だめだ!あれは俺の生きがいそのものなんだ。


私は、あのロボットをふたたび動かせるようにしたいと考えている。高さは推定3メートルで胸部がコックピットになっており一応人は入れる。お上さんの政策で、ソーラーパネルのエネルギーシステムを各家に届くようにはなっているが、一日洗濯機を回すのがやっとなほど、ほとんど電気は使えない。うちは、その貴重な電気を、中央政府には無断で裏のロボット兵器に回して、コックピット内のプログラム解析をして、完全に動ける状態にするというのが私の夢なのだ。そのおかけで、うちの妹は、ボロく錆びた大きなタライを使ってジャブジャブと毎日手作業で洗濯をする羽目になってる。まぁそれ以外は寝てるだけだから、いい運動になってるので、文句は言われつつも、私のやることを無理やり止めたりはしていない。

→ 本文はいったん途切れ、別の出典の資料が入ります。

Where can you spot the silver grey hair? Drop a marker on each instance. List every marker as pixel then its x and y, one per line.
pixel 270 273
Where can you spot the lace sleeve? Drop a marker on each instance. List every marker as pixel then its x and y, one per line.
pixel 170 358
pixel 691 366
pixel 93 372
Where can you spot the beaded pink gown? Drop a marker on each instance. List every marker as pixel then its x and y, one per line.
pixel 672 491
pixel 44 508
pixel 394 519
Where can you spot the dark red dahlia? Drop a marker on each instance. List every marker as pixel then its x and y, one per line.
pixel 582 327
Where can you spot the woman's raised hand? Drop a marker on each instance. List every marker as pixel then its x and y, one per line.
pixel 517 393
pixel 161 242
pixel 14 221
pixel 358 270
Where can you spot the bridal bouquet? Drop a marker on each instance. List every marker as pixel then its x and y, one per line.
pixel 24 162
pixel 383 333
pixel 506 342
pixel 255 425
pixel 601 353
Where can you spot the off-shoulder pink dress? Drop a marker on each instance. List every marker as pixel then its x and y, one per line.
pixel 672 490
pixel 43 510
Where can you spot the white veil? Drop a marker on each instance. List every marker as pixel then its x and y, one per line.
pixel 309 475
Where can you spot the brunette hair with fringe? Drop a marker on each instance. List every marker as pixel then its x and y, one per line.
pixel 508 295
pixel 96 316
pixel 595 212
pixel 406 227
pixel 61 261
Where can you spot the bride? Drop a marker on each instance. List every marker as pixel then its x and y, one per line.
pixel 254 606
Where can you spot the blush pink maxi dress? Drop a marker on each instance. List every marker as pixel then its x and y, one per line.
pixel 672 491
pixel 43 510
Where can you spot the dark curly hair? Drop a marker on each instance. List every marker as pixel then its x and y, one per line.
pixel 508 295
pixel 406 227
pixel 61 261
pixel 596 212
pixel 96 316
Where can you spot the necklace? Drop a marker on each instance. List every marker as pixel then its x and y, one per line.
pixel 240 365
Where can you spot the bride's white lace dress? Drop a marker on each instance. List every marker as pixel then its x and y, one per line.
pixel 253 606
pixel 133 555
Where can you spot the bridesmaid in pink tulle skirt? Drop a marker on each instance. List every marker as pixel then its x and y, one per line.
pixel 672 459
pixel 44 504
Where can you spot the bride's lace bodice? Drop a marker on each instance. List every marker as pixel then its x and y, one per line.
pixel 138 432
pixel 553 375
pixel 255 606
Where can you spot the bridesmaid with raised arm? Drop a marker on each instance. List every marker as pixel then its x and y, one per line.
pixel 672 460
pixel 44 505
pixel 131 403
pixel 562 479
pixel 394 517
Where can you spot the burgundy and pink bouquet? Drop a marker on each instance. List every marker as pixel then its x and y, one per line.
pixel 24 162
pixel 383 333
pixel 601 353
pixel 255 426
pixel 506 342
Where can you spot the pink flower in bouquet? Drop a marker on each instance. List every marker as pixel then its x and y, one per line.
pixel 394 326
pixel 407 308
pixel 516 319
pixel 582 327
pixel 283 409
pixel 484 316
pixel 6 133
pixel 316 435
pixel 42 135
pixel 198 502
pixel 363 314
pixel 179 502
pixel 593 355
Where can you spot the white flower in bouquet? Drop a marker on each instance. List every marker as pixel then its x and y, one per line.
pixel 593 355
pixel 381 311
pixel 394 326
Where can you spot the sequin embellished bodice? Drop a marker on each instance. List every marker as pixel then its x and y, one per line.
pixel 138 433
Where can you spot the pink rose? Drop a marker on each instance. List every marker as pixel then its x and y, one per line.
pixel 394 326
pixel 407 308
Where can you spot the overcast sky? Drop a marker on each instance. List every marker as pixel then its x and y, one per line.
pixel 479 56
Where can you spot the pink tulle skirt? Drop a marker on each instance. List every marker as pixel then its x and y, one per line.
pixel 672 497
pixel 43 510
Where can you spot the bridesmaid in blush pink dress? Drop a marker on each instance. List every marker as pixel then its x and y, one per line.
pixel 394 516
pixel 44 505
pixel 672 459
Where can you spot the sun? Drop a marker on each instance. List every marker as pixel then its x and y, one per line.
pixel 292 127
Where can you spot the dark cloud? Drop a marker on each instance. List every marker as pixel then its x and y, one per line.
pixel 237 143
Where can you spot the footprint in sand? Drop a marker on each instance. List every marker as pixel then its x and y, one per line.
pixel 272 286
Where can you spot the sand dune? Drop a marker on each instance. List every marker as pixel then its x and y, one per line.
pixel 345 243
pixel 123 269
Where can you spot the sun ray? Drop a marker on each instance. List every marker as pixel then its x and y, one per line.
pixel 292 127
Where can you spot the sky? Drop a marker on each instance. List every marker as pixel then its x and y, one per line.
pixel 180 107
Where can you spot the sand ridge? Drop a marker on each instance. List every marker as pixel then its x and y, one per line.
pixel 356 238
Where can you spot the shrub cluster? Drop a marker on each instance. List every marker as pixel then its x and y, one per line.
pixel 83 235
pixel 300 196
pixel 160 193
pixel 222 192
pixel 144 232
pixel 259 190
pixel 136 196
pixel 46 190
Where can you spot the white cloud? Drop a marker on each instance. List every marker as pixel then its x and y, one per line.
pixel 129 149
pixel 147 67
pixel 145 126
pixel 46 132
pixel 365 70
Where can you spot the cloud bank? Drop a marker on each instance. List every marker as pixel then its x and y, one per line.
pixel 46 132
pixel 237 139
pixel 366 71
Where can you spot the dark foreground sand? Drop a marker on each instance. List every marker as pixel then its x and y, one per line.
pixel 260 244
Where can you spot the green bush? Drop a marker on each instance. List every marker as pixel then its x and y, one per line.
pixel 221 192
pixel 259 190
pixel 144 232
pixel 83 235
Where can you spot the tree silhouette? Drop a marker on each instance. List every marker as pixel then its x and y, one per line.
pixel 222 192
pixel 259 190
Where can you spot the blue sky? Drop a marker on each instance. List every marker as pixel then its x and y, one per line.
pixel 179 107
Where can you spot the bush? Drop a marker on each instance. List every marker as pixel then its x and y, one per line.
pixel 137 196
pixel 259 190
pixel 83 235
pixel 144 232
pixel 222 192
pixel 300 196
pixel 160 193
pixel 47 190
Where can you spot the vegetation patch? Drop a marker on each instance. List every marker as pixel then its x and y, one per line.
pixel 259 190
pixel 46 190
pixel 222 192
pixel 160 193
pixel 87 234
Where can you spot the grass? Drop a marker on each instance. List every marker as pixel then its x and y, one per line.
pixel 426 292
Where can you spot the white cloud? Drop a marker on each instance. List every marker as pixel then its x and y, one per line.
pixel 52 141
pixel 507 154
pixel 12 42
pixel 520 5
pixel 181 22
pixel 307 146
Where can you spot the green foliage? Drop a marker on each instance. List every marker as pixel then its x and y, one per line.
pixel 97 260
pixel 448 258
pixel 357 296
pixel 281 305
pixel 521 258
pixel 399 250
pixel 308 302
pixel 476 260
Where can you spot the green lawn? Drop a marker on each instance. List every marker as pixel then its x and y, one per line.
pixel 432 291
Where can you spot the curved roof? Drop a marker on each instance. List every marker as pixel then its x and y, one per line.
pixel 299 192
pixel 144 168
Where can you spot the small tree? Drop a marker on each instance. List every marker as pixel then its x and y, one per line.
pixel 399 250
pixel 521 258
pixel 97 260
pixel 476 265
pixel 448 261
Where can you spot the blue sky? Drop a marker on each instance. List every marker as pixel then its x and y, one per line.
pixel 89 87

それに、中央政府も、いちいち地方の個人が何をやってるのか取り締まる力を失っている。一応、調査局は存在するが、それは事件が発生したときぐらいしか動かない。やつらも腐敗してるもんさ。だから、条例では、個人がロボットを操作することを禁じるとは書くが、今となってはただの脅しに過ぎない。


何より、ロボットを動かすってのは、男のロマンだろう。先祖の一人に、画面のなかで機械を動かす魔術師がいたと聞いていたが、それは、言葉の綾で、実際のところ、このロボットも電気を回せば、内部の命令系統はすべて文字化されている。解析結果いわくJシステムらしい。ご先祖様もJシステムを使っていたらしく、家の奥から引っ張り出したボロボロの古典書にハッキリとJシステムの使い方という言葉が出てくる。つまり、Jシステムを学び、このロボットの仕組みを解明すれば、このロボットを動かせるのだ。そういう男のロマンを、妹は何もわかっていない。ただ庭のトマトが育てば、それで本望なのだと。